Ghosn points to his decision in November 2000 to invest $1.43bn (£880m) in a manufacturing plant in Canton, Mississippi. Earlier that year he had recognised that a US base would create more production balance between America and Japan, as well as allowing Nissan to build more models and target lucrative segments within the North American market. Ghosn waited for the announcement of the six-month results before he put the plan to his team: the reaction was mixed.

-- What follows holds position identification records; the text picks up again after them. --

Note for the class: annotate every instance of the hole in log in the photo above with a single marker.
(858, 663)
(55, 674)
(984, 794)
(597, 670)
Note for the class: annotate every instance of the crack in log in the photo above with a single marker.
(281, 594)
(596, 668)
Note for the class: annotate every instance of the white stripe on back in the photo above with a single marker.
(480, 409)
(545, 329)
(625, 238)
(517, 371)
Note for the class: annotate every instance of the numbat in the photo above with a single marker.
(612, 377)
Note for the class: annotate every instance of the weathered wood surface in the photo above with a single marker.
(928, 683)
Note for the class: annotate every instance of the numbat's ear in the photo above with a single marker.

"There are moments when you have to make bold decisions," says Ghosn. "Our debt was high, we had no profit – just a sense that things would be under control. At the time, people followed me more by discipline than conviction. Now everybody says it was obviously the right decision, but the challenge was to take the decision so early in the process. We could have waited another year, maybe two, before we had to make an investment, but we would have lost a lot of time."
In 2004, Nissan will begin sales of its Titan truck, made at Canton. The half-ton truck, with its 5.6 litre V8 engine, is pitched against Ford, Chevrolet, Dodge and Toyota. It is a key launch for Nissan.
Despite the element of surprise in the Canton decision, transparency has been a key feature of Ghosn's approach to Nissan's transformation. "Making an announcement and then delivering 10 per cent of the goods weakens corporate performance," he says. "You cannot easily fool people about integrity. It's something profoundly human to detect a lack of it."
Running a global company does not mean Ghosn is not concerned about the effects of globalisation. He has seen many organisations suffer an erosion of the values linked to their country of origin.
"Take a company like Nissan – based in Japan, a strong US operation, a partner in Europe, developing in China. What are the basic cultural values? They need to be stated – and they cannot be only and strictly Japanese," he argues. "They have to be more Nissan than Japanese. They have to incorporate elements from all these countries, to be above the boundary of any one country or any particular aspect of its history.
"Companies with strong values are usually the long-lasting organisations. Those that forget about values and hit a bump in the road can disintegrate quickly because there is nothing holding them together. In moments of difficulty, values are your only reference."
The 21st century, he believes, has two trends: the pursuit of globalisation and the strengthening of personal identity. They might appear mutually exclusive, but as Ghosn explains: "To me, globalisation means, 'If you're different, I'm interested in you', rather than 'If you're different, I'm scared of you'. Young people don't want walls; they want bridges. They want trade. At the same time, globalisation is fought by people who believe it damages their identity. They have their roots and want to preserve them. [But] globalisation will progress in a way that preserves identity."
Has the current anti-French feeling in America affected Nissan's business? "It's a factor, but I don't know how to measure it," replies Ghosn. "I think it's an issue based around the Iraqi war. I don't think it will be sustained."
Back in Tokyo, Ghosn will start working out where the business should develop post-Nissan 180. "I need to have my own beliefs, make my own case, before we open up the discussion," he says. "The only thing you learn in a company is that you have to be ready for the future. The future always starts with small pieces. It only makes sense afterwards."